Wednesday, May 27, 2015

Transit Woes

I use to feel so smug about taking transit.  I had it all figured out.  There's no sitting in traffic on a train.  I'm polluting far less than most.  It's cheaper than a vehicle(barely).  I can sit back, relax, listen to music and be driven to whatever destination of whimsy I so choose on any given day.  Somewhere, somehow that's all changed.  Now everyday is a nightmarish torment of epic and absurd proportions.

On my to work this eve, rockin' the headphones and gazing out the window at the gorgeous summer day.  The river below and the trees doin' there thing, this greasy white dude sits down beside me.  He hits me with his newspaper which was troublesome yet tolerable as one must learn to stomach the ignorance and ineptitude of others while travelling.  I stood up as the train was stopped to open the window as the train was quite warm and I do not enjoy breathing in recycled air nor the pits of grease fuck beside me.  As soon as I place myself back on the seat, he promptly stands, slams the window and sits staring at me...waiting for a response.  Not one to back down from quelching idiocy, I removed my headphones and looked him square in the eye.  "I needed some air," I said point of factly.

He positions himself two inches from my reddening face and spits, "This is an air conditioned car, can't you READ?"  The signs on the window are very clear and I'm sure Translink totally pays for air conditioned cars while they're trying to fill their coffers with another tax to pay for the shit they're building which they can't afford.

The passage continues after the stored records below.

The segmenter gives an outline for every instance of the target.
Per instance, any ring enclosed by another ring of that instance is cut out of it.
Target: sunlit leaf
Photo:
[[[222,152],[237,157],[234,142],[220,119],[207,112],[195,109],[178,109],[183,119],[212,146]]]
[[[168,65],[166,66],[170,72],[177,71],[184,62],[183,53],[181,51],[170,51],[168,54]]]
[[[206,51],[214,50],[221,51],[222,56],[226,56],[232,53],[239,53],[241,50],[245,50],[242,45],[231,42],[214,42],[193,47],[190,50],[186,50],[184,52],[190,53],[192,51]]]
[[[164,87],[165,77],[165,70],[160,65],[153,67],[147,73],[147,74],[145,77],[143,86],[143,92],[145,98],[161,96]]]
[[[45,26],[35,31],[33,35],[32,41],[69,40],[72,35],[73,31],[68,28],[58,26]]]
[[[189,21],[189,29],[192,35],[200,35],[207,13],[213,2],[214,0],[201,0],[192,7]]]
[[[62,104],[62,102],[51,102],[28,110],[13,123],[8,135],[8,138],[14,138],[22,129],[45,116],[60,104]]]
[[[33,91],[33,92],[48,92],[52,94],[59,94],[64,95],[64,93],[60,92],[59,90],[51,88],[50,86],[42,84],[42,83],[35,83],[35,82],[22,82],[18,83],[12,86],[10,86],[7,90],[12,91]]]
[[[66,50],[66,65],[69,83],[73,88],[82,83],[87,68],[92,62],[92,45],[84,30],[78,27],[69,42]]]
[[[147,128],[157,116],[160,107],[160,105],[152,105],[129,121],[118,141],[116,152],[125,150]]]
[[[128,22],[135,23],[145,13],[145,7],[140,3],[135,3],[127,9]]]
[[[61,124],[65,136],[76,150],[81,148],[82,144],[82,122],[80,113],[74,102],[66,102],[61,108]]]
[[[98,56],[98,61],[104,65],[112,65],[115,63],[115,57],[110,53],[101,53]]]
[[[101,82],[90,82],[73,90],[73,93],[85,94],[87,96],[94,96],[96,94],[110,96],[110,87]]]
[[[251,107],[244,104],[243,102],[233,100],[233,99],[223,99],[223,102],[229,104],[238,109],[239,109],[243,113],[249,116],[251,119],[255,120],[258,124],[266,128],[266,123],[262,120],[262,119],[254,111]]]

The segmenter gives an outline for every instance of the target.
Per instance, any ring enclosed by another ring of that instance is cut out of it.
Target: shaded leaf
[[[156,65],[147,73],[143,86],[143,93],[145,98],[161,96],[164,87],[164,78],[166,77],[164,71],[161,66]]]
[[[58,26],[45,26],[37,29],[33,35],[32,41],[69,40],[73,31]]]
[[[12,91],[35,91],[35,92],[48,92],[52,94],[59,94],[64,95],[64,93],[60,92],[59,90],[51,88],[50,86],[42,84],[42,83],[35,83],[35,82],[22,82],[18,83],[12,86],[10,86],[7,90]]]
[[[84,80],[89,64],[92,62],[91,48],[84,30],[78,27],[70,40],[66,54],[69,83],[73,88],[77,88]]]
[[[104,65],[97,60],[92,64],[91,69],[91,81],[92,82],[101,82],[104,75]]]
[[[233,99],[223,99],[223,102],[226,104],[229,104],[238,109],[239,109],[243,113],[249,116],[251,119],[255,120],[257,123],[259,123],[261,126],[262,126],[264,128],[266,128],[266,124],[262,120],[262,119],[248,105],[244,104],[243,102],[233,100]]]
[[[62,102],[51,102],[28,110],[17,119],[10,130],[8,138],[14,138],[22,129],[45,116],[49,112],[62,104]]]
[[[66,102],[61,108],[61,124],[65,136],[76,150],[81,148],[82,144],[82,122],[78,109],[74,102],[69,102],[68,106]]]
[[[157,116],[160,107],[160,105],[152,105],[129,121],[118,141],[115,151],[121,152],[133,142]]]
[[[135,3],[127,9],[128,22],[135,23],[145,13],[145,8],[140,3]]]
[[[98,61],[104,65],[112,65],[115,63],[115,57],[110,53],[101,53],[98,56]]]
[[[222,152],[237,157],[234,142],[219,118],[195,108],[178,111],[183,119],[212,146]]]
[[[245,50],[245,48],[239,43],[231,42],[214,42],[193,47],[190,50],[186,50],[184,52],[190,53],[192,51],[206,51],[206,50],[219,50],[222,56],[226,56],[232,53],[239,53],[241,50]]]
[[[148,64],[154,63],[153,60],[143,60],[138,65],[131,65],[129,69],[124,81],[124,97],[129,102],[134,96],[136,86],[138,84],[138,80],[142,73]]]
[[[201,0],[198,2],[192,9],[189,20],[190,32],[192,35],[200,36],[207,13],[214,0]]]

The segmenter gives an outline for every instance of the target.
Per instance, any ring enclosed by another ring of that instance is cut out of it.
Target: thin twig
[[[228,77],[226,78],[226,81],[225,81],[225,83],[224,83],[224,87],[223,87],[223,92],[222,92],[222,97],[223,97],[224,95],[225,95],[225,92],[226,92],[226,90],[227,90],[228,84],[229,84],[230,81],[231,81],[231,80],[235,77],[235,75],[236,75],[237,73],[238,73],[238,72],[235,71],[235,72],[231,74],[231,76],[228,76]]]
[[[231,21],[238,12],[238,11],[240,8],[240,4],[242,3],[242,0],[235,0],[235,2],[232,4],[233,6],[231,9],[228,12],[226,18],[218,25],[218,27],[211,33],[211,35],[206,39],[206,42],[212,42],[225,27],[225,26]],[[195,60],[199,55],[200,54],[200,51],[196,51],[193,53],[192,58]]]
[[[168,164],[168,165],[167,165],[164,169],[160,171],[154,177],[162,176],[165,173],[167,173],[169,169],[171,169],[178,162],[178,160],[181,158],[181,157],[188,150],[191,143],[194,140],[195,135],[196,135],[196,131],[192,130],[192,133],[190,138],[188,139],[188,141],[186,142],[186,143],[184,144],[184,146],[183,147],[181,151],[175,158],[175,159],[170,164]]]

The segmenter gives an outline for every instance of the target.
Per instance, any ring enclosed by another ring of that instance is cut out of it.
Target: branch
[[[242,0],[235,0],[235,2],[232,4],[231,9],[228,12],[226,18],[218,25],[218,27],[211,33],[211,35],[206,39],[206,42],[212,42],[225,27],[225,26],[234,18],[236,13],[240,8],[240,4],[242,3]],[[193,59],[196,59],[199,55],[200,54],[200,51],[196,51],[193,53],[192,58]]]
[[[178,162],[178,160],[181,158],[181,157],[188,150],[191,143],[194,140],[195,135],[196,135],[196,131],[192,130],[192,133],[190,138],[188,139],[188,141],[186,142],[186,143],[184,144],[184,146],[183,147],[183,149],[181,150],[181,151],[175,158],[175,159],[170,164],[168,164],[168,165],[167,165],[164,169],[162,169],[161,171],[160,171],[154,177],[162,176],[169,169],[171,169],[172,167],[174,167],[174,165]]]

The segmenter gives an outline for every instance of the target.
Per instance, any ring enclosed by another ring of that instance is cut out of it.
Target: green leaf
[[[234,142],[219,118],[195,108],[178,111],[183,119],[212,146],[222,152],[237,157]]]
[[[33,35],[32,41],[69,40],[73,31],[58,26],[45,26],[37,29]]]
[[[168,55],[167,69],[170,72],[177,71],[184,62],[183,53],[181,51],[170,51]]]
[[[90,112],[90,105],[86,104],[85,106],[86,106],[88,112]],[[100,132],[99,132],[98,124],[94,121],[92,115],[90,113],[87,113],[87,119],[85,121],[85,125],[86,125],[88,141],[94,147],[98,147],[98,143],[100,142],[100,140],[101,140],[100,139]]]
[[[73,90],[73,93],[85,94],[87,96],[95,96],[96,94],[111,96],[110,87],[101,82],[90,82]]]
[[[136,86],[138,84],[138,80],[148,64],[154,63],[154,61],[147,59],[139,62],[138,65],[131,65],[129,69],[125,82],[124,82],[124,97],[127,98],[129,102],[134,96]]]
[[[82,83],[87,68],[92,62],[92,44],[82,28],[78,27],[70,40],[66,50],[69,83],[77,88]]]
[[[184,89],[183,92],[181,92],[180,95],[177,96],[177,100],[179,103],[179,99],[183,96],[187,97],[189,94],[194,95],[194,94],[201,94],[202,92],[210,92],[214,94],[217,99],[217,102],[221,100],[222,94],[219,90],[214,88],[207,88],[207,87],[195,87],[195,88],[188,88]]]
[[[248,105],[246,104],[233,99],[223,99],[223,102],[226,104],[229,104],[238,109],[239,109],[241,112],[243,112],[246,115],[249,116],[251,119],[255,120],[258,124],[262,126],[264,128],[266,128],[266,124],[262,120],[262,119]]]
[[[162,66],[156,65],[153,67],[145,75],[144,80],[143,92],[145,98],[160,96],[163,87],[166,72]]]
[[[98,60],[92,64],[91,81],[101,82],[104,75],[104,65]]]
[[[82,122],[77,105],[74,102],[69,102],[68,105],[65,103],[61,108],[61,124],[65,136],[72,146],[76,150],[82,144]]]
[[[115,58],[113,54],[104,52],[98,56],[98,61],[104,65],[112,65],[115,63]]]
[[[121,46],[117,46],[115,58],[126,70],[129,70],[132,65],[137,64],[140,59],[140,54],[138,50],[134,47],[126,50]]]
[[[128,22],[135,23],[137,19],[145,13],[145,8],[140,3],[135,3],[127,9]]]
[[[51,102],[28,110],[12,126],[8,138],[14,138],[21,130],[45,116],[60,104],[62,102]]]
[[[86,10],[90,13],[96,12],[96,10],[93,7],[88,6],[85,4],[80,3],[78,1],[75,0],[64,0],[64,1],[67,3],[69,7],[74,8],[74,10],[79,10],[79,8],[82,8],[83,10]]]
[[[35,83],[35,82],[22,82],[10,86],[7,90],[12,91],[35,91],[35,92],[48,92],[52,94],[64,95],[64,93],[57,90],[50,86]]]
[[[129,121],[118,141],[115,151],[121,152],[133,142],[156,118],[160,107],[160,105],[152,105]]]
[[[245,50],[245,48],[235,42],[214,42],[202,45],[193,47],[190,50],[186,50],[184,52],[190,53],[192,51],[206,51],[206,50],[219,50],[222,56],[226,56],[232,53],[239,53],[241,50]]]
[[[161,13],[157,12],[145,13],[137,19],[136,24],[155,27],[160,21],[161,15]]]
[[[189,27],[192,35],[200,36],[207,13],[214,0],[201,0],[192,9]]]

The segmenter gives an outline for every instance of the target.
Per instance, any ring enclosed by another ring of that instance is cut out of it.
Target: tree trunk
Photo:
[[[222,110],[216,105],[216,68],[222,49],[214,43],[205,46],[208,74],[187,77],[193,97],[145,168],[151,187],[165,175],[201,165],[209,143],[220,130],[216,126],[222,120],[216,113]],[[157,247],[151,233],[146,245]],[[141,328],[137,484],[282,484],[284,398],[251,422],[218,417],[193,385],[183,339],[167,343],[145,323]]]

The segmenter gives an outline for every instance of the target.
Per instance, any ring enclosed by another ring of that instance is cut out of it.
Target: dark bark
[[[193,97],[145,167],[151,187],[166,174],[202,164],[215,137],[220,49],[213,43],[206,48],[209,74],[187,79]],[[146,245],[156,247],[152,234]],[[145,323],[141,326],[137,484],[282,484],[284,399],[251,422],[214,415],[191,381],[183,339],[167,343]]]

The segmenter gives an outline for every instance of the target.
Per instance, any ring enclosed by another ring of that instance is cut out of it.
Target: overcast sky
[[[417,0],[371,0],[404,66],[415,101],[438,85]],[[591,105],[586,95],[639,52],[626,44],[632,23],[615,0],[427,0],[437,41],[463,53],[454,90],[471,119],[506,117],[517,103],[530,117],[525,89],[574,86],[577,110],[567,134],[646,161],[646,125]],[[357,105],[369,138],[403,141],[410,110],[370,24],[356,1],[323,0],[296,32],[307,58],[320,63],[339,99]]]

"That was rude," I spoke with, I'll admit, a little shock that this man was getting ready for battle over an open window on a train with someone half his age and size.

"It was RUDE of YOU to open it in the first place!"

I didn't know what to say.  As much as I practice keeping cool and speaking with intellect...this guy had me totally rattled.  I just kept wondering what kind of a day he must of had.  Or if he's like this all of the time; Stirring up shit out of boredom or some empty sense of self righteousness.  I thought of all the things I could have said like bringing up the fact that his body odor was the reason I required the oxygen, or asked him as I would a child if he was having a bad day?  Or maybe the only language people like that understand is to give back ten fold what they've dished out.  I watch dogs a lot and the only way to subdue an aggressive or inappropriate puppy act, the other puppy lays it out clean and clear.  Woof!  Cut it out.  Or, failing that, a little nip on the neck to show business is meant.  All of these things went though my head...in the meantime, he got off at the next stop and for three hours following this utter oddness, I though about what the course of action I'll take in the future.  I mean, he wasn't even on the train long enough to feel a breeze from the window, yet he still had to make a scene and prove something to the rest of the passengers.  I just wanted to be free of stinky breath filled train and angry greasy pit man.  Have we lost all sense of being able to accommodate and relate to one another?  Are we so entitled and set in what we want that in any given moment if someone infringes on that even slightly we must make a stand and return things to what we thought was what we needed.  I bet he would have enjoyed the fresh breeze coming in though the tiny train window slit, had he been there longer than a single stop.  Perhaps this lesson is to be open to others' needs no matter how small they may seem to you.  Maybe I had completely unbalanced his equilibrium with the world by the ever so small change in barometric pressure that his brain screamed and he had no control.  Or maybe he's just a grease lizard with hate in his heart and poison in his armpits.  In the future people, I beg you, ask those around you what they want.  Cast a ballot on if the window opens or remains shut and after you've tallied the votes and made certain that the train is in consensus, let me know how that breeze of democracy and sanity feels once you've arrived cuz by the time all that shit's been dealt with, you'll be where you needed to go.  I'm buying a car...fuck the planet.